Each box contains a certain amount of particles,

\[\mathrm{d}N_{-x}=\frac{n_{+x}-n_{-x}}{l_\mathrm{f}}.\]

If we take all particles to move with a velocity $v$ in either the $+x$ or $-x$ direction (with equal probability), then in a time $l_\mathrm{f}/v$ half of the particles from each box will cross the interface, resulting in a flux

\[F_x=\frac{(\mathrm{d}N_{-x}-\mathrm{d}N_{+x})/2}{\mathrm{d}A}\frac{v}{l_\mathrm{f}}\]

\[F_x = -\frac{vl_\mathrm{f}}{2}\frac{\mathrm{d}n}{\mathrm{d}x}.\]

Comparing to equation $(4.6)$, the diffusion coefficient has an incorrect prefactor, as we have ignored the actual isotropic direction of the velocities, as well as that particles coming from larger distances originated from regions of different densities.

Radiative temperature gradient

Now let us consider the flux coming from photon diffusion. For now we ignore frequency dependency and take all photons to have the same $l_\mathrm{f}$,

\[l_\mathrm{f}=\frac{1}{\kappa\rho}.\]

Assuming radial symmetry, equations $(4.5)$ and $(4.6)$ give

\[F_r = \left.-\frac{c}{3\kappa\rho}\frac{\partial U}{\partial r} = -\frac{4acT^3}{3\kappa\rho}\frac{\partial T}{\partial r}\quad\right/4\pi r^2\cdot \tag{4.7}\]

\[L = -\frac{16 \pi r^2 acT^3}{3\kappa\rho}\frac{\partial T}{\partial r}\]

\[\rightarrow \boxed{\frac{\partial T}{\partial r}=-\frac{3\kappa \rho L}{16\pi r^2 a c T^3}}.\tag{4.8}\]

Whenever energy transport happens through radiation, this equation describes the temperature gradient required. In cases where other mechanisms transport energy, equation (4.8) describes the radiative luminosity $L_\mathrm{rad}$ rather than the total one.

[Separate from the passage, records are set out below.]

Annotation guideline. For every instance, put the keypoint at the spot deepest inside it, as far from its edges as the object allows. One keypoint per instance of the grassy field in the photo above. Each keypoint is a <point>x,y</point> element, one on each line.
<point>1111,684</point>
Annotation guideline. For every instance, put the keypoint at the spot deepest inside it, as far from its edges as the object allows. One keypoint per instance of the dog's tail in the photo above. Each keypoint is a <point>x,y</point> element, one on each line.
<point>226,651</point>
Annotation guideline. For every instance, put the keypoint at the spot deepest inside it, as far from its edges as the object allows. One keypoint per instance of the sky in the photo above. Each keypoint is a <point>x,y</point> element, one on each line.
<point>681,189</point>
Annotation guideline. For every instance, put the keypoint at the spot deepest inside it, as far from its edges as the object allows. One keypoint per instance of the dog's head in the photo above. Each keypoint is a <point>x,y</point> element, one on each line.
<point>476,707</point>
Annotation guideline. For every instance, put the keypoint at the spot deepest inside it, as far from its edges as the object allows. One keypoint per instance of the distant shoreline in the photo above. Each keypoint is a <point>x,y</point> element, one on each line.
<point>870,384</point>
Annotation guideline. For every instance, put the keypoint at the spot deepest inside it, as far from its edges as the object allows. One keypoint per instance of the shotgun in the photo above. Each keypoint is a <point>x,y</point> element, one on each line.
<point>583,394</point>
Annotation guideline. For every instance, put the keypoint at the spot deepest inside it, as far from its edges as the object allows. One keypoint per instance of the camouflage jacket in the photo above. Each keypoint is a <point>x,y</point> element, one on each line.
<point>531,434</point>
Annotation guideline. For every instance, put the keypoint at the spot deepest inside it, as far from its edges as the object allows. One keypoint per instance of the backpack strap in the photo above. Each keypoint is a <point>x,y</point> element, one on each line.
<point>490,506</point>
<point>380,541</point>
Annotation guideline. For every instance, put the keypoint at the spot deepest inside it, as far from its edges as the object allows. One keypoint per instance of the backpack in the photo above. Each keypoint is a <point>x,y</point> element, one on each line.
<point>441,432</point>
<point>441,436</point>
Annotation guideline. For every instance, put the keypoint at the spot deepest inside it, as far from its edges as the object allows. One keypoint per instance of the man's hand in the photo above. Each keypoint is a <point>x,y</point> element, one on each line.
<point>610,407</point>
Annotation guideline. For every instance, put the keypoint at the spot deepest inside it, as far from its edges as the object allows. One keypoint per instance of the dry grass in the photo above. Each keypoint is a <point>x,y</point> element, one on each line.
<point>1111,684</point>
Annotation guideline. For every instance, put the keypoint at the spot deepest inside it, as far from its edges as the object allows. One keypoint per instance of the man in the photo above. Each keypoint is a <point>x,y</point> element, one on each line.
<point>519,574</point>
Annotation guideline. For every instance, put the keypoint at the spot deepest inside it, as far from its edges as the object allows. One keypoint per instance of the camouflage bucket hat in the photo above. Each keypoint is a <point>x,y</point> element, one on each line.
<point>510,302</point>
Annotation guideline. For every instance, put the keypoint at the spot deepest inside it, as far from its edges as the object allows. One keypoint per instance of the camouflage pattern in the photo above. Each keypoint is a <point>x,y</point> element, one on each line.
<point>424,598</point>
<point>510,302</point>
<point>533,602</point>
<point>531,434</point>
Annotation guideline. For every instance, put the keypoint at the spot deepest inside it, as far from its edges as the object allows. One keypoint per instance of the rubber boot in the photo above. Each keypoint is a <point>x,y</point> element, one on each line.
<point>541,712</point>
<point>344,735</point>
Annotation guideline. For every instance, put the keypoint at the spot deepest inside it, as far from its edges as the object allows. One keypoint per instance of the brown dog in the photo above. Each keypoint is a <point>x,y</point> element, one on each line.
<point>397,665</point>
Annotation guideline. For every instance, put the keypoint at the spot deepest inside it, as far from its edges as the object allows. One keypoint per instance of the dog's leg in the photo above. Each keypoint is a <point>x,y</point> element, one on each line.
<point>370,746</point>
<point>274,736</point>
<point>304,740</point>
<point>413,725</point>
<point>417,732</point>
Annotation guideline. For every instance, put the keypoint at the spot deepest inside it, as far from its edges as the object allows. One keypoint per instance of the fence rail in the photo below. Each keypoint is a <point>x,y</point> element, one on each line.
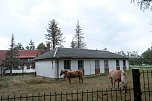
<point>142,90</point>
<point>93,95</point>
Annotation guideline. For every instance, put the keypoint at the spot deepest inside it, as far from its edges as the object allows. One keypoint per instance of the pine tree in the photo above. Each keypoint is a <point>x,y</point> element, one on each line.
<point>11,61</point>
<point>54,36</point>
<point>31,46</point>
<point>77,41</point>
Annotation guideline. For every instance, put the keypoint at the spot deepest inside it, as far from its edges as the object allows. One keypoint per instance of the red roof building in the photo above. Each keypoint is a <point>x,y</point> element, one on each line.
<point>23,54</point>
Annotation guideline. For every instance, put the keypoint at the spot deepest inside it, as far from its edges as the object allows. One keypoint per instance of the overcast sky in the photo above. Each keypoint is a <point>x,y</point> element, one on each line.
<point>113,24</point>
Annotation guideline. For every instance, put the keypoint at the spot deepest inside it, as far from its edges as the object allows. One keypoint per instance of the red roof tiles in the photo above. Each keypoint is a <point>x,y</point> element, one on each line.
<point>22,54</point>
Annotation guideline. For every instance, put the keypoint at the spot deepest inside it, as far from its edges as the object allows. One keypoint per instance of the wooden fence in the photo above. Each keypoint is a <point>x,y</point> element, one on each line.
<point>93,95</point>
<point>141,91</point>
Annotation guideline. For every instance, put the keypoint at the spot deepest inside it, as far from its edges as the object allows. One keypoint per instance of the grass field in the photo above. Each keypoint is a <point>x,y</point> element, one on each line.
<point>28,84</point>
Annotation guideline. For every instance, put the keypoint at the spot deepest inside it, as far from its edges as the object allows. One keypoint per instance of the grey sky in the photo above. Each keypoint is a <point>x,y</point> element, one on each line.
<point>113,24</point>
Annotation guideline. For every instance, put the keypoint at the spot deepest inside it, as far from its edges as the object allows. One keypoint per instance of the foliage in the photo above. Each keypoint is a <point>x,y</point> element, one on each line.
<point>41,46</point>
<point>31,46</point>
<point>11,59</point>
<point>54,36</point>
<point>77,41</point>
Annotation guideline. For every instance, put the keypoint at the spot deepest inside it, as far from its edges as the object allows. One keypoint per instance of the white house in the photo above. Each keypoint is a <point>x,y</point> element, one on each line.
<point>50,63</point>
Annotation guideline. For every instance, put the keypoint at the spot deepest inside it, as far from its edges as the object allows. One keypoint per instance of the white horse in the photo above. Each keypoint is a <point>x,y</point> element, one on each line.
<point>118,76</point>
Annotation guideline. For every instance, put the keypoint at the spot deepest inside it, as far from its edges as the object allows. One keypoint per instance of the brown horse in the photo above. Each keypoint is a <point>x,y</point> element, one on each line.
<point>72,74</point>
<point>118,76</point>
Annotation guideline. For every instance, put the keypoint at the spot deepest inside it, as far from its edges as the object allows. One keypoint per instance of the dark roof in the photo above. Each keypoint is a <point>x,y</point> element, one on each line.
<point>79,53</point>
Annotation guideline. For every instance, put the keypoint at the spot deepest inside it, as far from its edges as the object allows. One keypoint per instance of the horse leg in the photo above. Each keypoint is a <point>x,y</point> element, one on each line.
<point>69,80</point>
<point>112,82</point>
<point>82,79</point>
<point>118,84</point>
<point>79,79</point>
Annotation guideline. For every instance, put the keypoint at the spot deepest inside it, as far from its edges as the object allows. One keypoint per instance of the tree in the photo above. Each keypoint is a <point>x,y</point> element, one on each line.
<point>41,46</point>
<point>144,4</point>
<point>77,41</point>
<point>31,46</point>
<point>19,46</point>
<point>11,61</point>
<point>54,36</point>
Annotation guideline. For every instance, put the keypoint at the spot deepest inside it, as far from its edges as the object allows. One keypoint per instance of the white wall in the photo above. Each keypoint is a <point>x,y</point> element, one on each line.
<point>45,68</point>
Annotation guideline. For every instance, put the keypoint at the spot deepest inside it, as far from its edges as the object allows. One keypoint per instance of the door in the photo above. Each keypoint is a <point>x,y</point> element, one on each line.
<point>106,66</point>
<point>97,67</point>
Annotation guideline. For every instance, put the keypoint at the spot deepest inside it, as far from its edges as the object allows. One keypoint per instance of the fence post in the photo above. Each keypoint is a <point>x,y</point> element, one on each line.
<point>136,84</point>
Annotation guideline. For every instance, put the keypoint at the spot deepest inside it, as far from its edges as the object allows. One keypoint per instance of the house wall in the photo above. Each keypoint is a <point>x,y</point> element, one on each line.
<point>46,68</point>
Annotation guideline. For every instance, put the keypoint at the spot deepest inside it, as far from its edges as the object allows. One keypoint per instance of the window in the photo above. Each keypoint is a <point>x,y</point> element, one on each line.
<point>106,65</point>
<point>67,64</point>
<point>117,63</point>
<point>80,64</point>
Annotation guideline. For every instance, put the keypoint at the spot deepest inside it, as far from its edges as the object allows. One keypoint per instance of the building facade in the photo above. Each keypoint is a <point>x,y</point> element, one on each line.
<point>92,62</point>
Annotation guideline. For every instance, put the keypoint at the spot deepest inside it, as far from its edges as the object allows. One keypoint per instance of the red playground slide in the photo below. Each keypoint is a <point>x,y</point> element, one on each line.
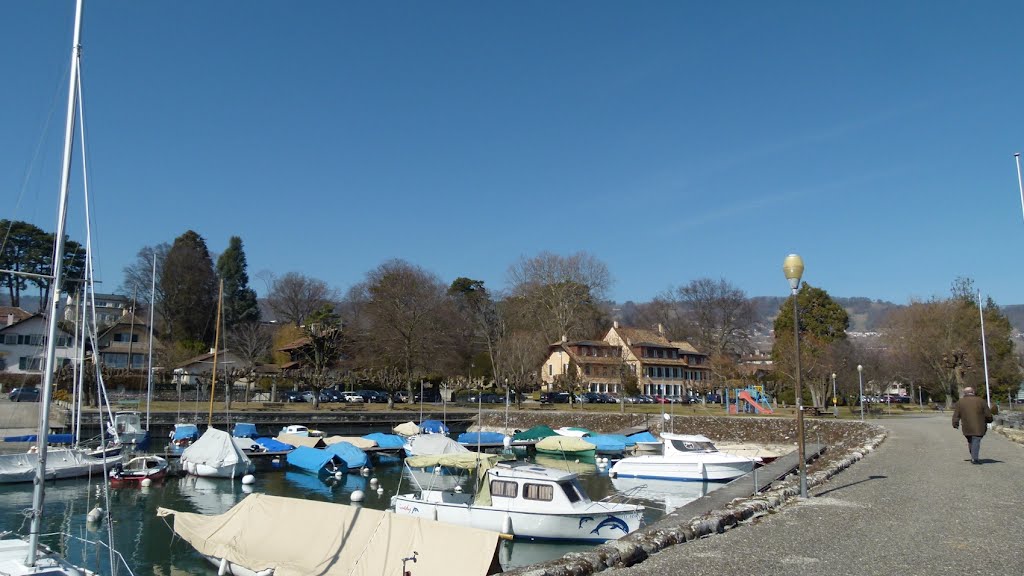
<point>745,396</point>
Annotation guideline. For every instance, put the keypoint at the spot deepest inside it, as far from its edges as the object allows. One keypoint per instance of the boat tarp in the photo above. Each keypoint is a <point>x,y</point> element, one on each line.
<point>482,438</point>
<point>473,461</point>
<point>608,442</point>
<point>433,426</point>
<point>355,441</point>
<point>536,433</point>
<point>565,444</point>
<point>215,448</point>
<point>407,428</point>
<point>247,444</point>
<point>432,444</point>
<point>643,437</point>
<point>296,440</point>
<point>312,459</point>
<point>350,455</point>
<point>244,429</point>
<point>184,432</point>
<point>50,438</point>
<point>297,537</point>
<point>272,445</point>
<point>386,441</point>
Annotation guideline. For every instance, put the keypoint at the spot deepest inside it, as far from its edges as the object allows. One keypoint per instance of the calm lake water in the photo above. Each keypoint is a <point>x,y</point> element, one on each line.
<point>148,544</point>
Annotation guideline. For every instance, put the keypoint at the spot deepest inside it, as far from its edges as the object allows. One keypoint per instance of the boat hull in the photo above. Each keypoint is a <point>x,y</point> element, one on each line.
<point>60,463</point>
<point>659,467</point>
<point>599,523</point>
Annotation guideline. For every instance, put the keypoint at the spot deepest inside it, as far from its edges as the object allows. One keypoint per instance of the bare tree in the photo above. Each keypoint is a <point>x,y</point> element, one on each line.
<point>294,296</point>
<point>407,319</point>
<point>559,295</point>
<point>720,315</point>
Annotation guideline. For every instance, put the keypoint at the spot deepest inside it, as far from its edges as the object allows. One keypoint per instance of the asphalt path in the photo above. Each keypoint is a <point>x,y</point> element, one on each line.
<point>915,505</point>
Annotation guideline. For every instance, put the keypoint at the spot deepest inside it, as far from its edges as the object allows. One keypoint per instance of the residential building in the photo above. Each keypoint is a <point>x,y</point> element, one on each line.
<point>663,367</point>
<point>126,343</point>
<point>110,309</point>
<point>23,344</point>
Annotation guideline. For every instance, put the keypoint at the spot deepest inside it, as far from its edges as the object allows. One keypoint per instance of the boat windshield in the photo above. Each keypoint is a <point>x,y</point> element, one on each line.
<point>690,446</point>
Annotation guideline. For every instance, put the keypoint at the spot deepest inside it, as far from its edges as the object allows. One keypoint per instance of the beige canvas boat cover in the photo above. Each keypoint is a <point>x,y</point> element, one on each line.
<point>407,428</point>
<point>298,537</point>
<point>296,440</point>
<point>355,441</point>
<point>564,444</point>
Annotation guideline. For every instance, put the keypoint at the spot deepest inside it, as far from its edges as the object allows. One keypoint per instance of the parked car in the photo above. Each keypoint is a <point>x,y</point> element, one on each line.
<point>428,396</point>
<point>330,395</point>
<point>352,398</point>
<point>24,395</point>
<point>293,396</point>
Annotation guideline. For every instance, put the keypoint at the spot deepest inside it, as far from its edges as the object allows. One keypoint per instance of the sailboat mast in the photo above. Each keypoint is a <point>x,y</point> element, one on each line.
<point>216,344</point>
<point>54,304</point>
<point>148,371</point>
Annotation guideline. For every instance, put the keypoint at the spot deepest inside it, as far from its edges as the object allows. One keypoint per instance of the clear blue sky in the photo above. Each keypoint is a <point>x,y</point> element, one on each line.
<point>673,140</point>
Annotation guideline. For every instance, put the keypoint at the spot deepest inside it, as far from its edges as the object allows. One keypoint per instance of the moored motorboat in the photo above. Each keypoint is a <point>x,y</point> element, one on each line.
<point>686,457</point>
<point>265,534</point>
<point>137,469</point>
<point>520,500</point>
<point>566,447</point>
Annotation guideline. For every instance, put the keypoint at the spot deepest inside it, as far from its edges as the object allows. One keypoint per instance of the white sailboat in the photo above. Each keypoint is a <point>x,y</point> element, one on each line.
<point>215,454</point>
<point>29,556</point>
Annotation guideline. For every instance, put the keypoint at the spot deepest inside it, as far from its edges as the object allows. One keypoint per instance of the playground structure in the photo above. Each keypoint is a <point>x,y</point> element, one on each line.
<point>750,400</point>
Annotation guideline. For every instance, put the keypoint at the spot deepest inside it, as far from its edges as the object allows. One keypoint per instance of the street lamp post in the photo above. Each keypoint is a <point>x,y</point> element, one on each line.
<point>793,266</point>
<point>835,400</point>
<point>860,376</point>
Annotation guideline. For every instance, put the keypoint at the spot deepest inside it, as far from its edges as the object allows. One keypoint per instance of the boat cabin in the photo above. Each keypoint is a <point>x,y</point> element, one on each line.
<point>687,444</point>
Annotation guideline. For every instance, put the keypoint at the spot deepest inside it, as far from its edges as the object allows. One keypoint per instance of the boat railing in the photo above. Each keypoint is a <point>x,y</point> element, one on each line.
<point>629,496</point>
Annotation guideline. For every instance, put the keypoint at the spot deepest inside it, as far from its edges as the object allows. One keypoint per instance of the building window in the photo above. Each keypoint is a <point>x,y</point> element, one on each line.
<point>504,489</point>
<point>26,363</point>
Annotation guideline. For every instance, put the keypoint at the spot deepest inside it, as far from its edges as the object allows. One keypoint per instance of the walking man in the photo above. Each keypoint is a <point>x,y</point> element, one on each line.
<point>975,415</point>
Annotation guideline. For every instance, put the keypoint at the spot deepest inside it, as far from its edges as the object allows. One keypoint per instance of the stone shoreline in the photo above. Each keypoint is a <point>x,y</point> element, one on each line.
<point>846,442</point>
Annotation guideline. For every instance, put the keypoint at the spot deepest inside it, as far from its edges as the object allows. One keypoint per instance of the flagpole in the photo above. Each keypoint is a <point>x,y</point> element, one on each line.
<point>1020,182</point>
<point>984,353</point>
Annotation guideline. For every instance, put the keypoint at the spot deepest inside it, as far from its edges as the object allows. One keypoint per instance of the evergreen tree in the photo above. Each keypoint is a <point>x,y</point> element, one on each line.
<point>189,287</point>
<point>240,300</point>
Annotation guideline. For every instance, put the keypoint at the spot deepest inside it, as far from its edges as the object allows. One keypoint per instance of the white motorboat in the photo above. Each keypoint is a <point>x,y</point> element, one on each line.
<point>685,457</point>
<point>519,499</point>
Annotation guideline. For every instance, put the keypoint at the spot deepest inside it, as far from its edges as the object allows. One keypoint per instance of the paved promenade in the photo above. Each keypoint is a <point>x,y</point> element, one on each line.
<point>913,506</point>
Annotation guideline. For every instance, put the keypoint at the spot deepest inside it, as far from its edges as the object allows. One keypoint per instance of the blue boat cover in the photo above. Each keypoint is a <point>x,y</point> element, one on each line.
<point>386,441</point>
<point>607,443</point>
<point>272,445</point>
<point>244,429</point>
<point>642,437</point>
<point>484,438</point>
<point>353,457</point>
<point>433,426</point>
<point>185,432</point>
<point>50,439</point>
<point>312,460</point>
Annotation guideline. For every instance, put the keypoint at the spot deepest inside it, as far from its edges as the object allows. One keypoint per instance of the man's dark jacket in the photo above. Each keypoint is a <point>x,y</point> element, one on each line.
<point>973,413</point>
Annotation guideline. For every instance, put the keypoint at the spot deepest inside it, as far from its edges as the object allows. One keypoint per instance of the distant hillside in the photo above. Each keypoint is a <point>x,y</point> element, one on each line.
<point>865,315</point>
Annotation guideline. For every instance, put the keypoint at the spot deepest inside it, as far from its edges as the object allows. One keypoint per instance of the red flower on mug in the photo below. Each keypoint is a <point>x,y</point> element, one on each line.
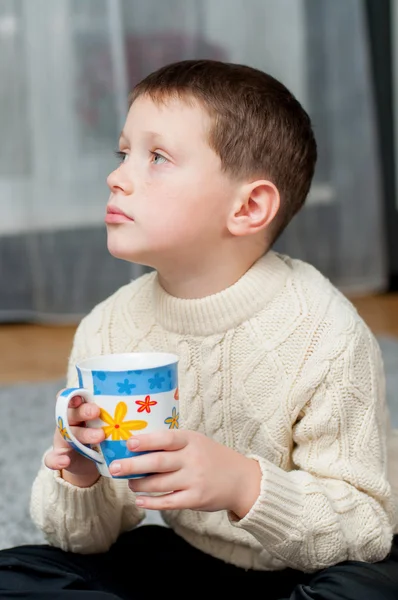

One generally transforms equation (4.8) into a pressure derivative by using the equation of hydrostatic equilibrium,

\[\frac{\partial P}{\partial r} = -\rho\frac{Gm}{r^2},\]

from which we get

\[\left.\frac{\partial T}{\partial P}=\frac{\partial T}{\partial r}\left(-\frac{r^2}{\rho G m}\right) = \frac{3\kappa L}{16\pi ac G T^3 m}\quad\right/ \frac{P}{T}\cdot\]

\[\boxed{\nabla_\mathrm{rad}\equiv\frac{\partial \ln T}{\partial \ln P}=\frac{3}{16\pi a c G}\frac{\kappa L P}{m T^4}}\tag{4.9}.\]

The quantity $\nabla_\mathrm{rad}$ will be particularly important in our discussion of convection in the next class.

In reality we need to consider that opacity is a function of frequency. In that case we use instead $(4.4)$ and $(4.6)$ to describe the flux per unit frequency,

\[\vec{F}=-D_\nu \nabla U_\nu,\quad D_\nu = \frac{c}{3\kappa_\nu \rho}.\]

The resulting radial flux per unit frequency can be integrated over frequency to obtain

\[\nabla_\mathrm{rad}=\frac{3}{16\pi a c G}\frac{\kappa_\mathrm{R} L P}{m T^4},\]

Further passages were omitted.